The North Carolina TV station that cut the audio nine different times during last night’s broadcast of “Saturday Night Live” is reconsidering its policies on obscenity and decency.

In a post made to its website Sunday afternoon, the general manager of the NBC affiliate said the station would review its policies and procedures, and seek viewer input as it did so.

“We apologize for impeding the full flow and message of Dave Chappelle’s monologue,” said Steve Hammel, vice president and general manager of the station, which is owned by independent Capitol Broadcasting. “It was not our intention to censor his message. We followed policies and procedures that have been in place for many years for programming of any kind.This is an opportunity for us to review those policies and procedures. We will, and will consider viewer input as we do that.” Local viewers reported that WRAL also cut audio at other points in the program, including during a taped spoof of the popular drama “The Walking Dead.”

The “SNL” episode was an emotionally charged one, showing comedian and host Dave Chappelle tackle last week’s election of Republican Donald J. Trump with some scathing material that made use of words that are often not utilized on TV. After referring to a vulgar term for the female anatomy, Chappelle quickly apologized to Lorne Michaels, the executive producer of the late-night institution, on the air. The episode opened with cast member Kate McKinnon playing Hillary Clinton singing the Leonard Cohen song “Hallelujah.” “I’m not giving up, and neither should you,” the character told viewers.

In a statement released earlier Sunday, WRAL said Chappelle had used two words it considers indecent or obscene on nine different occasions during the program, and that the station had made use of a ten-second delay to cut the audio when those words were uttered.  “Obviously, SNL is a live show so we had no prior indication about what would be said during the broadcast. We understand this caused disruption during the program. We wanted our audience to know this was a station decision, not the network’s, and why we made that choice,” the station said.

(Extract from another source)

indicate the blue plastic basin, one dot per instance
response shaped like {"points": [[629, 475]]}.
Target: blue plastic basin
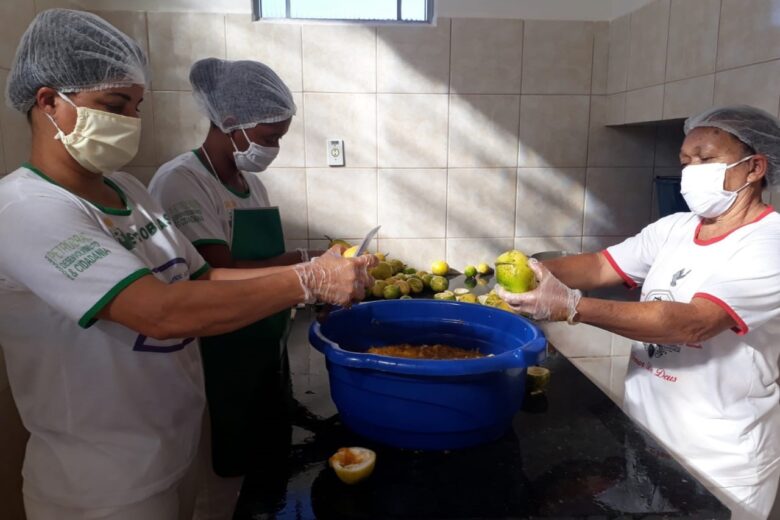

Reactions among people who heard about the censorship via social media were mixed.  Some people expressed the sentiment that the station’s decision heralded a crackdown on free speech in America under Trump, while others noted the strong language warranted being censored on broadcast TV.

WRAL became an NBC affiliate in February and its owner has long enjoyed a reputation for maintaining its own content standards. While it was affiliated with CBS, Capitol Broadcasting would air local sports games in primetime, or swap out programming it thought wasn’t suitable for viewers. WRAL in 2002 declined to air one of CBS’ Victoria’s Secret fashion shows, according to a 2003 report in The Wall Street Journal. In another instance, it refused to air a CBS dating program called “Cupid.” Instead, it re-aired old episodes of “The Andy Griffith Show.”

The station said it heard “from many viewers” about its decision to censor the program.